The MSCI Asia Pacific Index gained 7.9 percent this year through yesterday as policy makers boosted stimulus measures to counter a global economic slowdown and tame Europe’s debt crisis. The Asian benchmark trades at 12.9 times estimated earnings on average, compared with 13.9 times for the Standard & Poor’s 500 Index and 12 times for the Stoxx Europe 600 Index.
The National Stock Exchange of India said 59 erroneous orders were responsible for a plunge and halt in trading today, briefly erasing about $58 billion in value from the stock market. Trading in the S&P CNX Nifty Index and some individual companies halted at 9:49 a.m. local time for 15 minutes after the 50-stock measure plunged as much as 16 percent to 4,888.20.
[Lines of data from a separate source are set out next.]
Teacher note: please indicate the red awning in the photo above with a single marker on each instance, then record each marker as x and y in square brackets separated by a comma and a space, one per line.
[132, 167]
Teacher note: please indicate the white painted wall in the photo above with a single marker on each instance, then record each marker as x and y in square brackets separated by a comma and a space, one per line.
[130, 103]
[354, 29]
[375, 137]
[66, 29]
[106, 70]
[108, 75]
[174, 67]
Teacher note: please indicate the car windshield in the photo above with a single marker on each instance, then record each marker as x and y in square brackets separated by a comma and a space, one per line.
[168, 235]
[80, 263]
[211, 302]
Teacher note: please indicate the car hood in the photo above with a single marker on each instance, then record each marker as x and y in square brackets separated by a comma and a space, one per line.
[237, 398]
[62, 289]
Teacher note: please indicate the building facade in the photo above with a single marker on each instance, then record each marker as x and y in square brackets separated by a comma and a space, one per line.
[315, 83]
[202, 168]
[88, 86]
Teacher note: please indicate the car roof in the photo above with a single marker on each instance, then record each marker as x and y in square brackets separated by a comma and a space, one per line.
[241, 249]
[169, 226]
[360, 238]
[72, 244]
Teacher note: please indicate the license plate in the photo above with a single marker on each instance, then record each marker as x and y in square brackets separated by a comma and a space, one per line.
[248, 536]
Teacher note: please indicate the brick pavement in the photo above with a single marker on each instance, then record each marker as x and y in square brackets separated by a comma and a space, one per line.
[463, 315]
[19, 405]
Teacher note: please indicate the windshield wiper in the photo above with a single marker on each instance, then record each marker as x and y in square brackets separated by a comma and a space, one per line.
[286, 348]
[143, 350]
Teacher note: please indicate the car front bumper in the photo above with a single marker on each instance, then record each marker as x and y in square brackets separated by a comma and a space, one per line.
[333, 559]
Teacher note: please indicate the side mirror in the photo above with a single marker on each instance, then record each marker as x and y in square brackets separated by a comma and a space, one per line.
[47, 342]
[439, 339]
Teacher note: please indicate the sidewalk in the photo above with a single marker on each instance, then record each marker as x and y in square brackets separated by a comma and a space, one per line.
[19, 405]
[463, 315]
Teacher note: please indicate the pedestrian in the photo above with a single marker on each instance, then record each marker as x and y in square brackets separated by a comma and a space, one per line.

Reliance Industries Ltd., owner of the world’s largest refining complex, and Housing Development Finance Corp., India’s biggest mortgage lender, both tumbled as much as 20 percent.
Asian exporters advanced. Brother Industries advanced 2.5 percent to 733 yen in Tokyo. Makita Corp., a Japanese power-tool maker that gets more than 40 percent of sales in Europe, climbed 1.5 percent to 3,085 yen.
ECB President Draghi said the central bank is ready to start buying government bonds of indebted euro nations as soon as the necessary conditions are fulfilled. The ECB yesterday kept its benchmark interest rate unchanged at a historic low of 0.75 percent.
Futures on the S&P 500 fell 0.1 percent today. The gauge advanced 0.7 percent yesterday after the Labor Department said applications for jobless benefits increased 4,000 to 367,000 last week. Economists forecast 370,000 claims, according to a Bloomberg survey. Orders placed with U.S. factories fell 5.2 percent in August, compared with a forecast for a 5.9 percent decline.
A U.S. Labor Department report today may show the world’s biggest economy created 115,000 jobs last month, while the unemployment rate rose to 8.2 percent from 8.1 percent, according to economists’ estimates. The Federal Reserve in September pledged to buy mortgage-backed securities until the U.S. labor market recovers.
BHP Billiton rose 1 percent to A$33.32 after gains in crude oil and metals prices help drive the biggest advance since Aug. 3 for the Standard & Poor’s GSCI Spot Index of 24 raw materials. Rio Tinto Group, the world’s third-largest mining company, advanced 1.8 percent to A$54.90.
Discovery Metals Ltd. soared 14 percent to A$1.655, a second day of gains, after a Chinese private equity firm yesterday offered A$830 million ($848 million) for control of the Australian copper producer in a push to secure access to overseas resources.
Among shares that fell, LG Display slumped 4.5 percent to 26,850 won in Seoul. Korea Investments downgraded the shares to hold from buy, saying TV and notebook panel prices may start falling in the fourth quarter.